I think the sales man is acctualy right as there is a sticker on every TT inside the door jamb stating the maximum height of a passanger. This means that insurance company would probalby not pay out if someone crashed in the back of you and hurt your rear passanger.


----------



## GaryG (Aug 21, 2016)

I agree: The salesman was being very sensible and responsible. He should be promoted so that he can serve as an example to others. There are too many salesmen who will say anything at all to sell a car.

He answered a question that was asked, and gave the only answer that is accurate.
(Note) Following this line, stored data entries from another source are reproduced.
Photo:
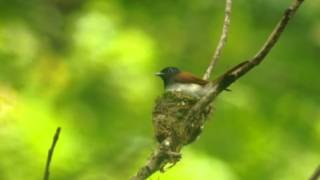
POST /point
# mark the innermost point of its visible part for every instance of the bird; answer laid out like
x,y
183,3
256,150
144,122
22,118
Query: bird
x,y
176,80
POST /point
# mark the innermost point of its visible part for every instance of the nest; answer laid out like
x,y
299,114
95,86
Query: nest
x,y
169,119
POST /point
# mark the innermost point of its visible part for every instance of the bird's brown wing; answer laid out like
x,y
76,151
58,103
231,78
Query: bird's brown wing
x,y
186,77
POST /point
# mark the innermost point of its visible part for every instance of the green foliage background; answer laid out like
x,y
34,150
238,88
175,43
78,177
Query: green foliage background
x,y
87,65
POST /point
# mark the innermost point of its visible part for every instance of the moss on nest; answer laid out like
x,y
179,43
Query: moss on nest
x,y
169,119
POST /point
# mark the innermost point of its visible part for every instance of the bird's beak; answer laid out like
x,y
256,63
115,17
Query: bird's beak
x,y
158,74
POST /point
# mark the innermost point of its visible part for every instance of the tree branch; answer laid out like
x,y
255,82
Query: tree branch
x,y
222,41
239,70
163,153
316,174
50,154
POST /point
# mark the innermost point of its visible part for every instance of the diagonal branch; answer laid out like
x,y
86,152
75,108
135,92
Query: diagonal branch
x,y
222,41
239,70
161,156
50,154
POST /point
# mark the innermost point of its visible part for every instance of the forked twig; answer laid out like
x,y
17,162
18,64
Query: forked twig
x,y
222,41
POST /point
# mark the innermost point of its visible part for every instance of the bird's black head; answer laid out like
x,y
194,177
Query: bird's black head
x,y
167,75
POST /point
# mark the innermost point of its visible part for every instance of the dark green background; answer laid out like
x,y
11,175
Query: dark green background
x,y
88,67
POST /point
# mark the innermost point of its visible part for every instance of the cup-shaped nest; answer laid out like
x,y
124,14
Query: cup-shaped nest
x,y
170,119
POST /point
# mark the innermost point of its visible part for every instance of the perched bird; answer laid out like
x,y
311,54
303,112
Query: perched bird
x,y
176,80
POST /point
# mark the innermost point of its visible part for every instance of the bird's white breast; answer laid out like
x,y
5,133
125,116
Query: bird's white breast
x,y
191,89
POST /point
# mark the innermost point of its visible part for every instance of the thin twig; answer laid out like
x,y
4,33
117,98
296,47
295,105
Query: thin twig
x,y
316,174
239,70
50,154
159,158
222,41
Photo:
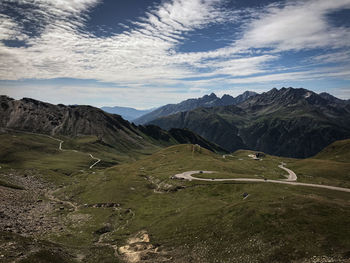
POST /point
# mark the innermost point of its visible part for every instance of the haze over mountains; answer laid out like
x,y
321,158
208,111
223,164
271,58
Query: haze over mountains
x,y
206,101
126,112
286,122
39,117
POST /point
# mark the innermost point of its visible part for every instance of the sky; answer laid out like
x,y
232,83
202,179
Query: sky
x,y
147,53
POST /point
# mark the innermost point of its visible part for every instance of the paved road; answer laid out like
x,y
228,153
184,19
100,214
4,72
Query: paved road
x,y
60,148
188,176
292,177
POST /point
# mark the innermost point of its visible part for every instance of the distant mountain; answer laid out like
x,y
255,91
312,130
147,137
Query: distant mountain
x,y
287,122
206,101
126,112
71,121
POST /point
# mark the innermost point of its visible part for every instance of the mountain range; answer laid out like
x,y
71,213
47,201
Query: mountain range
x,y
127,113
206,101
73,121
287,122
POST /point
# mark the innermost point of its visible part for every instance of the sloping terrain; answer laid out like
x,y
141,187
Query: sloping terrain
x,y
62,211
74,121
206,101
287,122
127,113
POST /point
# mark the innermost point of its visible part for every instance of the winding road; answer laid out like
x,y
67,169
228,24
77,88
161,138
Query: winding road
x,y
60,149
290,181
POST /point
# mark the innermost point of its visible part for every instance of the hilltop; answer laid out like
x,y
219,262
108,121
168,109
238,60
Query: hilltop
x,y
75,121
206,101
286,122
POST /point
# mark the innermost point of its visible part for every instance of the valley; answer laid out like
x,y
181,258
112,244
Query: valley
x,y
136,212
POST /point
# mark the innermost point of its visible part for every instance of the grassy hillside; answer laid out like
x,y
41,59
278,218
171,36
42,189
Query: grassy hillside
x,y
185,221
210,222
338,151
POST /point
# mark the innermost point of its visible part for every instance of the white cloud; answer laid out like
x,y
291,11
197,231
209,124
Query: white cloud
x,y
297,25
146,52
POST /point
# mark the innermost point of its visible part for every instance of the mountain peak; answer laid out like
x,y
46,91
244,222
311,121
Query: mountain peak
x,y
212,96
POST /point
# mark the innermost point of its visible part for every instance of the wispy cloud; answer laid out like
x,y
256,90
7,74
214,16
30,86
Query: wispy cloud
x,y
147,52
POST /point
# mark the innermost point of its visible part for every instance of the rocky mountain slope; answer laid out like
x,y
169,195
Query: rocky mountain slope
x,y
286,122
127,113
72,121
206,101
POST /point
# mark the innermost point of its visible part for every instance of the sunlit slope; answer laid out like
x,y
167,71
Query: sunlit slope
x,y
209,221
330,166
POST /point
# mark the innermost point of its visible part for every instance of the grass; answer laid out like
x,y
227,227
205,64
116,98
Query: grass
x,y
210,222
201,221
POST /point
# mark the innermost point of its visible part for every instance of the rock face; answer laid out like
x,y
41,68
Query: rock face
x,y
39,117
287,122
126,112
207,101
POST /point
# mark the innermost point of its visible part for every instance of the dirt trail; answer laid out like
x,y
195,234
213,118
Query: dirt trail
x,y
188,176
50,196
60,146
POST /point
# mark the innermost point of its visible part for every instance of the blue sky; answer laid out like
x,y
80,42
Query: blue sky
x,y
146,53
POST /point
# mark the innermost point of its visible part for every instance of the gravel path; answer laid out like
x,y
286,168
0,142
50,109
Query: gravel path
x,y
188,176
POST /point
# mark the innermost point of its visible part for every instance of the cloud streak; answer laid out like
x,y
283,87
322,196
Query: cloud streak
x,y
147,52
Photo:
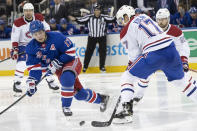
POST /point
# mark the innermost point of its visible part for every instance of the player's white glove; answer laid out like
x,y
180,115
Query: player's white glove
x,y
14,53
31,86
185,63
55,65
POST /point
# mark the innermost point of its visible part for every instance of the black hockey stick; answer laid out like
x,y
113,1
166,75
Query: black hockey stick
x,y
107,123
11,57
21,96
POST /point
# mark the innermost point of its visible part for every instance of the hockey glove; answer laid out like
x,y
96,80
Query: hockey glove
x,y
185,63
14,53
31,86
55,65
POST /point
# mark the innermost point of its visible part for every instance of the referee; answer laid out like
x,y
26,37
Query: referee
x,y
97,24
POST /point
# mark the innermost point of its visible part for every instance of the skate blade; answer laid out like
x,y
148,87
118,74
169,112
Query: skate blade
x,y
56,91
17,94
123,121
Had the buyer bought the car on the basis of having been told that the carriage of fully-grown adults in the rear was permissible, and then there had been an accident, the salesman's company would have found itself liable for a substantial proportion of any damages awarded (and this can run into £millions)

Regulation 40A of the Road Traffic Act 1988 introduced by the Road Traffic Act 1991 says:
A Person is guilty of an offence if he uses, or causes or permits another to use, a motor vehicle or trailer on a road when:
a) the condition of the motor vehicle or trailer, or of its accessories or equipment, or
b) the purpose for which it is used, or
c) the number of passengers carried by it, or the manner in which they are carried, or
d) the weight, position or distribution of its load, or the manner in which it is secured,
is such that the use of the motor vehicle or trailer involves a danger of injury to any person.[A1]

Regulation 100 of the Road Vehicles (Construction & Use) Regulations 1986 (SI 1986 No. 1078)
may apply.

This requires of a motor vehicle, and all its parts and accessories;
1.	the number of passengers carried, and the manner in which any passengers are carried in 
2.	or on a vehicle; and 
3.	the weight, distribution, packing and adjustment of the load of a vehicle, 
4.	to be at all times such that no danger is caused, or is likely to be caused, to any person in or on a vehicle or on a road.


----------



## Dash (Oct 5, 2008)

This thread is 10 years old! Anniversary update?


----------



## SwissJetPilot (Apr 27, 2014)

For a roadster, I'm pretty sure it's illegal. Then again, a little duct tape works great to keep them quiet back there. I'm not saying I've done that but I'm not saying I haven't. I think you know what I'm saying. :twisted:


----------



## Shug750S (Feb 6, 2012)

SwissJetPilot said:


> For a roadster, I'm pretty sure it's illegal. Then again, a little duct tape works great to keep them quiet back there. I'm not saying I've done that but I'm not saying I haven't. I think you know what I'm saying. :twisted:


 :lol:


----------